Chapter 3: Flow Around a Sphere
The 3D grounded box ES-PIC code from Chapter 2 is modified to simulate flow of plasma past a stationary sphere
(which is analogous to an object moving through through ambient plasma environment).
Here we introduce hybrid PIC with Boltzmann relationship for electrons, non-linear Poisson solver,
sugarcubing, preconditioned conjugate gradient, steady-state data averaging, calculation of mesh-averaged flow velocity and
temperature, and the quasi-neutral approximation.
Chapter 4: Material Interactions
The example in the prior chapter modeled only ions, which were removed on surface impact to approximate
surface neutralization. This chapter modifies the code to explicitly simulate the neutral species. The
chapter also reviews velocity sampling from the Maxwellian velocity distribution using uniform and variable
macroparticle weight techniques with particle merging. Collisions are introduced next using the Monte Carlo Collisions (MCC) and
Direct Simulation Monte Carlo (DSMC) methods. The chapter closes with a discussion of dielectric boundaries
and the use of tessellated surface geometries.
Chapter 5: Symmetry
This chapter introduces approaches for reducing simulation run time by exploiting inherent symmetry
or uniformities along a spatial direction. In the case of the flow around the sphere example,
symmetry allows one to simulate just a quarter domain. Periodic boundary conditions are
also reviewed. Next, a simulation of flow around an infinitely long cylinder is introduced,
yielding a planar (XY) 2D simulation. The chapter closes by covering the axisymmetric formulation
applicable for simulating cylindrical domains.
Chapter 6: Unstructured Meshes
This chapter introduces approaches for performing PIC simulations on unstructured meshes. It begins
by describing steps needed to generate and load such meshes. Next, a particle tracking code is developed
in order to demonstrate how to push particles and interpolate mesh data with unstructured mesh. The finite element
method (FEM) is introduced next to produce a Poisson solver. An unstructured version
of the flow around a sphere example is then developed.

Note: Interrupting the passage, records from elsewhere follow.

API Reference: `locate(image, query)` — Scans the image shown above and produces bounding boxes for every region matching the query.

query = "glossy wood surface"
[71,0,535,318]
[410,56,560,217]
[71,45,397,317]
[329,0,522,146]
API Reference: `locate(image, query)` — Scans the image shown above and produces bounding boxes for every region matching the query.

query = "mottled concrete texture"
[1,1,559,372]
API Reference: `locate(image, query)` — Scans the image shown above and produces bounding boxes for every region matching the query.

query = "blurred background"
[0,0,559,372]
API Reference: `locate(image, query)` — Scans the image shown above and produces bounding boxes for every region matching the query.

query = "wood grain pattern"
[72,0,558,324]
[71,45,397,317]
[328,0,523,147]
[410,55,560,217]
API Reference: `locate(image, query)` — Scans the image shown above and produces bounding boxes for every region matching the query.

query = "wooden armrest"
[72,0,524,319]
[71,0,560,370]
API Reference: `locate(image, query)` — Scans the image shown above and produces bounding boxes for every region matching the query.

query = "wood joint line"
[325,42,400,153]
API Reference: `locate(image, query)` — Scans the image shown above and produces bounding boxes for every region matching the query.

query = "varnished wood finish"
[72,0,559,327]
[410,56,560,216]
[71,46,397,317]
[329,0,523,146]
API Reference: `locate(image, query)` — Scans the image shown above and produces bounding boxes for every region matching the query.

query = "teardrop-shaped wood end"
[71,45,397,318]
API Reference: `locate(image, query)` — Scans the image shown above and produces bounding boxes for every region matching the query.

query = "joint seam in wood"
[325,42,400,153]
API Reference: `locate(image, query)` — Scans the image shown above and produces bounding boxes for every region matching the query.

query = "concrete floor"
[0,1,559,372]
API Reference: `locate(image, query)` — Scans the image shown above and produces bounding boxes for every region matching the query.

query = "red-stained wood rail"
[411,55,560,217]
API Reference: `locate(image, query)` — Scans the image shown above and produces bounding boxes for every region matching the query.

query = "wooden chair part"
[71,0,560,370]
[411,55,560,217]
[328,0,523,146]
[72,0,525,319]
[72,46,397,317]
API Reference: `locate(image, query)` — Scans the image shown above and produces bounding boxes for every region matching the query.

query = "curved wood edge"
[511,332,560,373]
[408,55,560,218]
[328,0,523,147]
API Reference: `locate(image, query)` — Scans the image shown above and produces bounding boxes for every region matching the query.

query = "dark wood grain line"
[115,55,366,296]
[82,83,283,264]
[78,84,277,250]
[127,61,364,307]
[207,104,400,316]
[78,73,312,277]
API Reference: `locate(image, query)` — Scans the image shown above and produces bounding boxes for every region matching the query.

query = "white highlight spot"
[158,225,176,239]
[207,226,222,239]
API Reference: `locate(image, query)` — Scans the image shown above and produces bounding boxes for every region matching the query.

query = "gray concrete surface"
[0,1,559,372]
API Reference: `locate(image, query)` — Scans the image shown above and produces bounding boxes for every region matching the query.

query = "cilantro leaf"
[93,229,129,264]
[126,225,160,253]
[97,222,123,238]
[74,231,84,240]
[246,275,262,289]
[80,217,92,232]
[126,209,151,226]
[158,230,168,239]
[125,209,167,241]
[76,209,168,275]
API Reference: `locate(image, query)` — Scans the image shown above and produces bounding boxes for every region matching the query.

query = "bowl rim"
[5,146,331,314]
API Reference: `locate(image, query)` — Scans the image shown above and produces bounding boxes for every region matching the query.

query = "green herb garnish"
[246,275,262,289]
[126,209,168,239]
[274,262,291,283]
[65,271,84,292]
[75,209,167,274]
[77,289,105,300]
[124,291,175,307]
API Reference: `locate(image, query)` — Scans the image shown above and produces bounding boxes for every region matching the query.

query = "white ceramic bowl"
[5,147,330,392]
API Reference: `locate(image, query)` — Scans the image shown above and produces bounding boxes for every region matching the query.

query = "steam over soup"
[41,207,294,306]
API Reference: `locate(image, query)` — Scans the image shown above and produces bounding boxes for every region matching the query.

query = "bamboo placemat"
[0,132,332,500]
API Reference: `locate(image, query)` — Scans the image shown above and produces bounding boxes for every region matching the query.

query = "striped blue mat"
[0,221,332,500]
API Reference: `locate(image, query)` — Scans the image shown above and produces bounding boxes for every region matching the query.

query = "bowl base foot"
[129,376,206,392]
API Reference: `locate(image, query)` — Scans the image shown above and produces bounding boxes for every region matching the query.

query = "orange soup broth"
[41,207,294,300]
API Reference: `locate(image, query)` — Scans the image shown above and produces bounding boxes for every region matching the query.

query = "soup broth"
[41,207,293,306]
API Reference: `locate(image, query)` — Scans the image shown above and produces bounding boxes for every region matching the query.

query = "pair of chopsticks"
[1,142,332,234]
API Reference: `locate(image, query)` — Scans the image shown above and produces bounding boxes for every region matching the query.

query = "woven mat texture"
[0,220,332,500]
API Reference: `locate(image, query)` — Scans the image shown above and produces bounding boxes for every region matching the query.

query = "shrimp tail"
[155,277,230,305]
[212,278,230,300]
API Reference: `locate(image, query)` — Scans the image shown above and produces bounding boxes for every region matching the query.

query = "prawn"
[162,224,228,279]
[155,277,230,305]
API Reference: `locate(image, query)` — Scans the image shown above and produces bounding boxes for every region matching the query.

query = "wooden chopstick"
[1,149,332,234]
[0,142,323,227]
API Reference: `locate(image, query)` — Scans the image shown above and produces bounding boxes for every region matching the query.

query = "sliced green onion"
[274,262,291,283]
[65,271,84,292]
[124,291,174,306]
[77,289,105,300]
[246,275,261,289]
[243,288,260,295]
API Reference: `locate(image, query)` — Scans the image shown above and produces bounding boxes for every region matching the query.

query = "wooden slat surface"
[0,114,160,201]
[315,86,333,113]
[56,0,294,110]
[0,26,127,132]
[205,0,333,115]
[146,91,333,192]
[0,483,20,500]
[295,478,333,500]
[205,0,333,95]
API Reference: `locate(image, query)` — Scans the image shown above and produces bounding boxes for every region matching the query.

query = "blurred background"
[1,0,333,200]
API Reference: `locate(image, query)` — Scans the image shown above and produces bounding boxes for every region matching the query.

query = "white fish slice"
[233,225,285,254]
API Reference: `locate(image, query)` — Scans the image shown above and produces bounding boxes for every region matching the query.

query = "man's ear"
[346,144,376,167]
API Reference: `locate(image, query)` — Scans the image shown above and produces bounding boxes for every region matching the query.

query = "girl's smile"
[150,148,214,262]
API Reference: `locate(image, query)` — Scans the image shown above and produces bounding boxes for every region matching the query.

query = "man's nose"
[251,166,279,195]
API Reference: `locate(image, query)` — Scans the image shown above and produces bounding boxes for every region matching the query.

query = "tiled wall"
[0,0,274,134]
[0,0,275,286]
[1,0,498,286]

Chapter 7: Electromagnetics
This chapter begins by introducing the Boris algorithm for advancing
velocities of magnetized particles. Magnetostatic field solver
is developed next. This leads to an electromagnetic PIC code utilizing
staggered (Yee) grids. The computation of curl, as well as relativistic push
are covered.
Chapter 8: Eulerian Methods
This chapter introduces numerical methods that are based around
solving partial differential equations (PDEs) on a stationary grid.

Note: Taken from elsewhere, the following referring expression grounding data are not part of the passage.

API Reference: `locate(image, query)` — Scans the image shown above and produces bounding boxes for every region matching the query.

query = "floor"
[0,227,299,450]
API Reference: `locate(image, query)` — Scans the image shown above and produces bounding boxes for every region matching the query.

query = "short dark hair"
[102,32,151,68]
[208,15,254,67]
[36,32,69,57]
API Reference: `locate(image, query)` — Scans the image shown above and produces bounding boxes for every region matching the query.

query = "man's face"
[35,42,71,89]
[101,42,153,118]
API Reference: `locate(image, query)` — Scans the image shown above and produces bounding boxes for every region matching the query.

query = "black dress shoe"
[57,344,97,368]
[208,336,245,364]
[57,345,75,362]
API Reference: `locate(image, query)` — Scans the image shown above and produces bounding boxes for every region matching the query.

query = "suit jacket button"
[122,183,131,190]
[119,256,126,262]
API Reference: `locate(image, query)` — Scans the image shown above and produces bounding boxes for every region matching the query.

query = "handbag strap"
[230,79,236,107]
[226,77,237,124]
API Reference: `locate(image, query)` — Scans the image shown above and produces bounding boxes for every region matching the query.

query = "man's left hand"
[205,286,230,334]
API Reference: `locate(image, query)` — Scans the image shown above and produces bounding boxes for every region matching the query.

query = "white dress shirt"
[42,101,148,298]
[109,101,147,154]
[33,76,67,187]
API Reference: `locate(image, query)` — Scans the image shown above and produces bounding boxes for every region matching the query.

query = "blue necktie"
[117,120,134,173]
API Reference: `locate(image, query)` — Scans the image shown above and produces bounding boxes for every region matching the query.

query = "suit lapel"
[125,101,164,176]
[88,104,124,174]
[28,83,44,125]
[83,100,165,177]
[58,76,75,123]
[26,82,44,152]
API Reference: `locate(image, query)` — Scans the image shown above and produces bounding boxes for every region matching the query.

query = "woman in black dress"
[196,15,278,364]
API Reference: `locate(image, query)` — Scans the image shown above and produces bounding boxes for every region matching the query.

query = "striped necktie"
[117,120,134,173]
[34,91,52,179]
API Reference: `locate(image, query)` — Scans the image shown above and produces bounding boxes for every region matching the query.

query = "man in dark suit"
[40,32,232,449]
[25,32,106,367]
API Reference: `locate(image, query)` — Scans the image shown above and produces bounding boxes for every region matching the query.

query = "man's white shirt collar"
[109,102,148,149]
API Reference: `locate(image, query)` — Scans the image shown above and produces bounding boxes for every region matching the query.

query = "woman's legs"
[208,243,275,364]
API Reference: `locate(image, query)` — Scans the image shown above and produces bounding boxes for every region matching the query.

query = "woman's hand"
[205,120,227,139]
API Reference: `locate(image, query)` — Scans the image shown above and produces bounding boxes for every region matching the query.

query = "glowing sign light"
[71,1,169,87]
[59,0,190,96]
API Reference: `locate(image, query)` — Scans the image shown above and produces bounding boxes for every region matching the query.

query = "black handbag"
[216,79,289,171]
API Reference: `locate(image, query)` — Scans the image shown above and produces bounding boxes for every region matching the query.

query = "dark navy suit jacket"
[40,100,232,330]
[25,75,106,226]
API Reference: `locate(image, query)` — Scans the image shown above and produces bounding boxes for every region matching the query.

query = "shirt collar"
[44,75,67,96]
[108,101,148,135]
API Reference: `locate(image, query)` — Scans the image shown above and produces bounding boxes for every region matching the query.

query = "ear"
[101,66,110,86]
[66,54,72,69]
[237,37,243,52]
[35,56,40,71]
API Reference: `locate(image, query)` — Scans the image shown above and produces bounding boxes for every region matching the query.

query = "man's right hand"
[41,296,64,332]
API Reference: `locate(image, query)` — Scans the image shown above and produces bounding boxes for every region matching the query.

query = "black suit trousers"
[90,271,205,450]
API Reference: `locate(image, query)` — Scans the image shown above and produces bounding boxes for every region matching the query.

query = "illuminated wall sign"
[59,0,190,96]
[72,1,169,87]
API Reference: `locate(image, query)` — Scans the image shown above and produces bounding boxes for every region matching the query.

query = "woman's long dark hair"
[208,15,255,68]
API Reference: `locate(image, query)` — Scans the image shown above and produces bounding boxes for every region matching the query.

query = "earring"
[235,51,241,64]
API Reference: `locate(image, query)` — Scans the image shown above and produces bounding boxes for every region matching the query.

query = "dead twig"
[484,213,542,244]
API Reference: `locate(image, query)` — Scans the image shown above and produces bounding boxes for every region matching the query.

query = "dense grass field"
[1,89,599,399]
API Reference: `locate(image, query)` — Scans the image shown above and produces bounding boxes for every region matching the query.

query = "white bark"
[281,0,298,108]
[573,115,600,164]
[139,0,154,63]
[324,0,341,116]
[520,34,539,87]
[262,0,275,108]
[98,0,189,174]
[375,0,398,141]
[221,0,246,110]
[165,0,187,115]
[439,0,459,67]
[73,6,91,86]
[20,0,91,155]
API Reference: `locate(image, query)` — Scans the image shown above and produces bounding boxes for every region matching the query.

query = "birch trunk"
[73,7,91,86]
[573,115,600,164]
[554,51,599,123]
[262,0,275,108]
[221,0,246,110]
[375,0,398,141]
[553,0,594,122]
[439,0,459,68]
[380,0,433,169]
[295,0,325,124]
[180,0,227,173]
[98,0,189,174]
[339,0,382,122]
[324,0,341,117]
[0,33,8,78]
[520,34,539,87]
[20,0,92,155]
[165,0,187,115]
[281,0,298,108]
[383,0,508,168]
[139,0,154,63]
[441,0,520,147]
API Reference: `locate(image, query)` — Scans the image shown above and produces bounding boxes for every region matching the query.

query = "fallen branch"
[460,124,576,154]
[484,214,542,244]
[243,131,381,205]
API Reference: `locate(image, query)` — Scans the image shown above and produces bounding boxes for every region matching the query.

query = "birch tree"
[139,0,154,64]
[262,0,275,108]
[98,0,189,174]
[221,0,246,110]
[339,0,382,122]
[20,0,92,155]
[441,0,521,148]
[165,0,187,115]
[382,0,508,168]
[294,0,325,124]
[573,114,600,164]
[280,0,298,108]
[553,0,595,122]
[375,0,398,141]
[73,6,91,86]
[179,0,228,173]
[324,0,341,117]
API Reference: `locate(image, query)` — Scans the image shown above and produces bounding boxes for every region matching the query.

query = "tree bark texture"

The chapter introduces governing equations of magnetohydrodynamics (MHD),
with solution methods demonstrated using the model advection-diffusion equation.
Stability analysis is covered. The chapter also introduces Vlasov solvers
for solving the Boltzmann equation governing the evolution of the velocity
distribution function.
Chapter 9: Parallel Programming
The final chapter introduces parallelization techniques. The chapter covers profiling,
multithreading, domain decomposition with MPI, and graphics card processing using CUDA.
Common pitfalls, such as race condition, deadlock, and GPU memory transfer overhead
are reviewed. A parallel version of the flow around the sphere is developed.